YOU DON'T UNDERSTAND
"Well, well," remarked Rimrock after he had started his machine and the desert was gliding smoothly by, "so that's why they call you Miss Fortune, eh? Losing all your money on that stock."
The silent woman who sat beside him closed her lips, but made no reply. He glanced at her curiously. She was deaf, of course, though she seldom showed it—perhaps she had failed to hear.
"But that can be fixed," he said, speaking louder, "you can cut off that Miss, any time."
"Yes," she said with a touch of sarcasm, "I believe I've heard that before."
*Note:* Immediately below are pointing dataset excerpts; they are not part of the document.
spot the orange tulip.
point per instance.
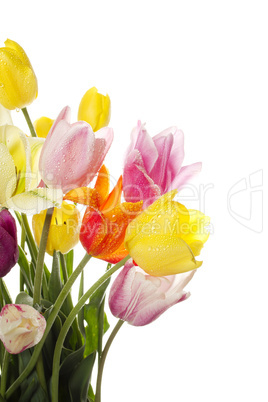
(106, 218)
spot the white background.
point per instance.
(200, 65)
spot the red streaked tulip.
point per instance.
(139, 298)
(9, 252)
(21, 327)
(72, 154)
(153, 165)
(105, 220)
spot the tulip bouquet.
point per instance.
(54, 176)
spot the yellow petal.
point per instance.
(163, 255)
(18, 84)
(95, 109)
(196, 233)
(144, 220)
(64, 228)
(42, 126)
(19, 148)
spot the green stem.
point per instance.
(4, 373)
(103, 358)
(68, 323)
(54, 312)
(29, 122)
(41, 373)
(22, 244)
(40, 258)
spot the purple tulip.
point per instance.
(21, 327)
(9, 252)
(153, 165)
(72, 154)
(139, 298)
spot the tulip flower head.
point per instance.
(64, 228)
(19, 175)
(21, 327)
(18, 83)
(153, 166)
(106, 218)
(42, 126)
(95, 109)
(9, 252)
(72, 154)
(166, 237)
(139, 298)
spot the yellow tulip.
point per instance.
(18, 83)
(42, 126)
(95, 109)
(64, 228)
(166, 237)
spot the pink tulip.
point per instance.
(153, 166)
(139, 298)
(72, 154)
(21, 327)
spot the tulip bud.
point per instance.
(64, 228)
(9, 252)
(21, 327)
(18, 83)
(139, 298)
(42, 126)
(95, 109)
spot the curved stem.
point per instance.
(29, 122)
(40, 258)
(4, 372)
(54, 312)
(68, 323)
(103, 358)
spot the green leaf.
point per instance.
(69, 258)
(90, 394)
(24, 298)
(91, 316)
(72, 360)
(80, 379)
(54, 284)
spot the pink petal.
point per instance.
(160, 173)
(65, 159)
(143, 142)
(137, 184)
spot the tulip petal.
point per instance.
(196, 233)
(147, 216)
(113, 199)
(84, 195)
(160, 174)
(140, 299)
(34, 201)
(21, 327)
(142, 142)
(102, 184)
(137, 184)
(5, 116)
(184, 175)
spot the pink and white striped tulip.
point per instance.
(72, 154)
(139, 298)
(21, 327)
(153, 165)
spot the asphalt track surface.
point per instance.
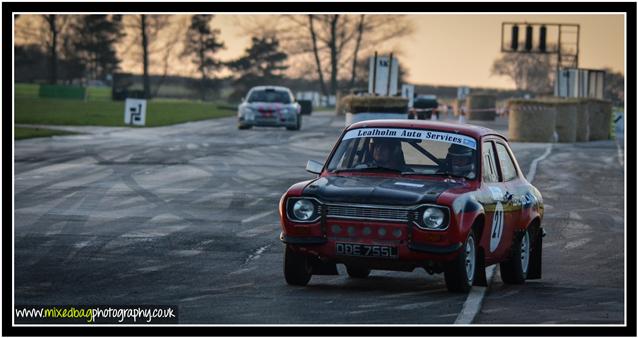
(186, 215)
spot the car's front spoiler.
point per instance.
(432, 249)
(303, 240)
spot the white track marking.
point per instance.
(258, 216)
(257, 254)
(474, 300)
(532, 168)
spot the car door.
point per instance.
(492, 200)
(508, 177)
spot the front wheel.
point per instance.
(514, 270)
(459, 273)
(296, 268)
(296, 126)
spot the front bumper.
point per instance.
(275, 120)
(413, 245)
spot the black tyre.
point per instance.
(459, 273)
(297, 126)
(357, 272)
(296, 268)
(514, 270)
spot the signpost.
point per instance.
(384, 78)
(407, 91)
(135, 112)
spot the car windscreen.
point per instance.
(408, 151)
(267, 95)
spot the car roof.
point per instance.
(270, 87)
(465, 129)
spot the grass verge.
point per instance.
(25, 133)
(29, 110)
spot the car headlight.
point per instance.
(433, 218)
(303, 210)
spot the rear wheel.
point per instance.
(514, 270)
(296, 268)
(357, 272)
(459, 273)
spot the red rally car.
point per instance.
(403, 194)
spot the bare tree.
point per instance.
(201, 44)
(148, 28)
(315, 51)
(335, 41)
(55, 24)
(529, 71)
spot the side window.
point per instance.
(490, 174)
(507, 165)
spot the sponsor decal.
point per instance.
(417, 134)
(497, 227)
(409, 184)
(496, 193)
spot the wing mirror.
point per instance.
(314, 167)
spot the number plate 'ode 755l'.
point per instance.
(363, 250)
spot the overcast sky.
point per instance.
(445, 49)
(458, 50)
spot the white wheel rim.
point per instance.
(470, 258)
(525, 252)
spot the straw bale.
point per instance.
(531, 120)
(481, 107)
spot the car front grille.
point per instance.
(371, 213)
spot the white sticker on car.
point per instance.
(497, 227)
(496, 193)
(418, 134)
(409, 184)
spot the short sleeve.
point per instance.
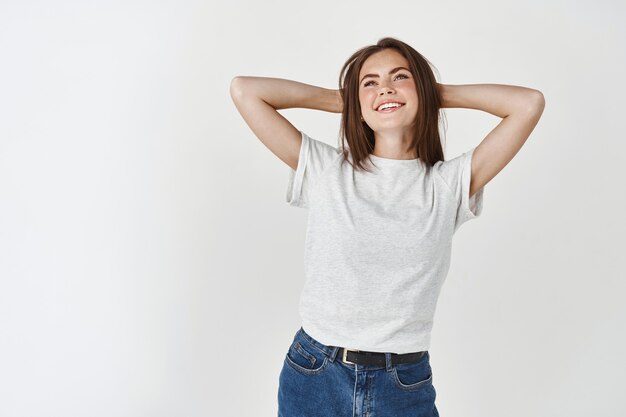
(315, 156)
(457, 173)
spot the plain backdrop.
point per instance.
(150, 265)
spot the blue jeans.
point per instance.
(316, 382)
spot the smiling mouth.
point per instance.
(390, 109)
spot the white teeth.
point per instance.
(389, 105)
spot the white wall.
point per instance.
(150, 266)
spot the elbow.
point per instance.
(236, 89)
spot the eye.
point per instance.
(399, 75)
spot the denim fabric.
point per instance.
(315, 382)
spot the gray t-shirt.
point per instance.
(378, 245)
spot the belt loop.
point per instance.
(333, 353)
(388, 361)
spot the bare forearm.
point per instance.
(284, 94)
(498, 99)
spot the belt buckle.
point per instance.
(345, 354)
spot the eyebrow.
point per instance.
(396, 69)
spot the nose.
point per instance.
(385, 89)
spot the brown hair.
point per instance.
(359, 136)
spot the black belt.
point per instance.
(361, 357)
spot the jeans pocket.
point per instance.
(304, 358)
(413, 376)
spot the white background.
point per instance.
(150, 265)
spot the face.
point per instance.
(397, 86)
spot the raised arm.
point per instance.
(258, 98)
(520, 109)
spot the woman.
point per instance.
(382, 213)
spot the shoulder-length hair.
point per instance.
(359, 136)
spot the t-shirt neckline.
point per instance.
(390, 161)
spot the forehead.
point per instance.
(380, 61)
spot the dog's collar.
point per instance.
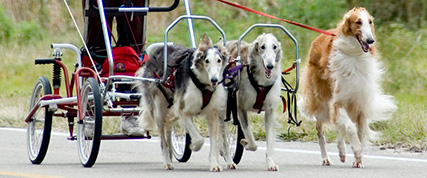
(261, 90)
(206, 93)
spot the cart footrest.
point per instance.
(122, 137)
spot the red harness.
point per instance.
(262, 91)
"But I mean it!" he declared and she smiled rather grimly. "And that!" she answered, whereupon Rimrock flushed. He had used those words before in exactly the same connection. It must be madness, this insane prompting that moved him to talk love to this girl. The first time he had met her, after a scant hour of conversation, he had made that equivocal remark: "How about fifty-fifty—an undivided half?" And many times since, when he came to think of it, he had wondered how the words had slipped out. It was a way he had, of speaking impulsively, but now it was more than that. He had deliberately planned to take her out on the desert and ask her that question again. There was something about her that destroyed his judgment even when, as now, she made no effort to charm.
"Then that shows I mean it!" he answered fatuously. "I meant it, the very first time."
"Well, it's very flattering," she said, dimpling slightly, "but isn't this rather sudden?"
"You bet it's sudden—that's the way I do things!" He dropped the wheel and caught her in his arms.
"Oh, be careful," she cried and as he tried roughly to kiss her she thrust him in the throat with her elbow. They struggled for a moment and then, as the machine made a swerve, she laid her hands on the wheel.